Aims/hypothesis: To investigate the association between glycaemic control and hypertensive pregnancy complications.
Methods: From 1988 to 1997, we followed up 683 consecutive non-selected pregnancies in women with Type I (insulin-dependent) diabetes mellitus. Glycaemic control was assessed by assay of HbA1c. Pre-eclampsia was defined as diastolic blood pressure of 90 mmHg or more at the end of pregnancy after an increase of 15 mmHg or more, combined with proteinuria of 0.3 g or more for 24 h. Pregnancy-induced hypertension was defined similarly but without proteinuria. The same criteria were applied to a control group of 854 non-selected non-diabetic women.

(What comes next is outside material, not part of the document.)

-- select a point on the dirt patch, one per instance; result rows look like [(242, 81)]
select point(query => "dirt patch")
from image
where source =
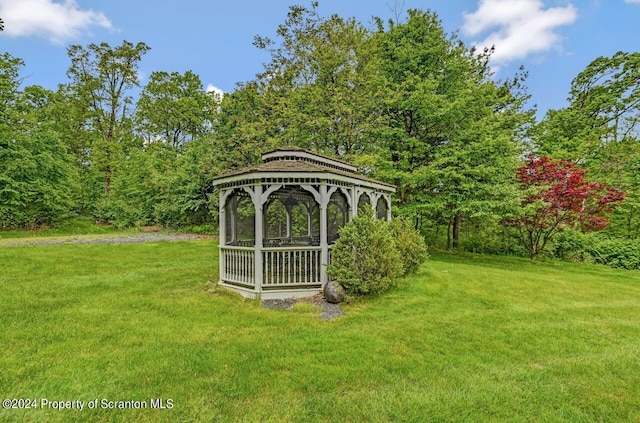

Results: Pre-eclampsia developed in 12.8% of the women with diabetes (excluding those with nephropathy before pregnancy) and in 2.7% of the control women (odds ratio 5.2; 95% CI 3.3-8.4). In multiple logistic regression, glycaemic control, nulliparity, retinopathy and duration of diabetes emerged as statistically significant independent predictors of pre-eclampsia. The adjusted odds ratios for pre-eclampsia were 1.6 (95% CI 1.3-2.0) for each 1% increment in the HbA1c value at 4-14 (median 7) weeks of gestation and 0.6 (0.5-0.8) for each 1% decrement achieved during the first half of pregnancy. Changes in glycaemic control during the second half of pregnancy did not significantly alter the risk of pre-eclampsia. Unlike pre-eclampsia, the risk of pregnancy-induced hypertension was not associated with glycaemic control.
Conclusion/interpretation: In women with Type I diabetes, poor glycaemic control is associated with an increased risk of pre-eclampsia but not with a risk of pregnancy-induced hypertension.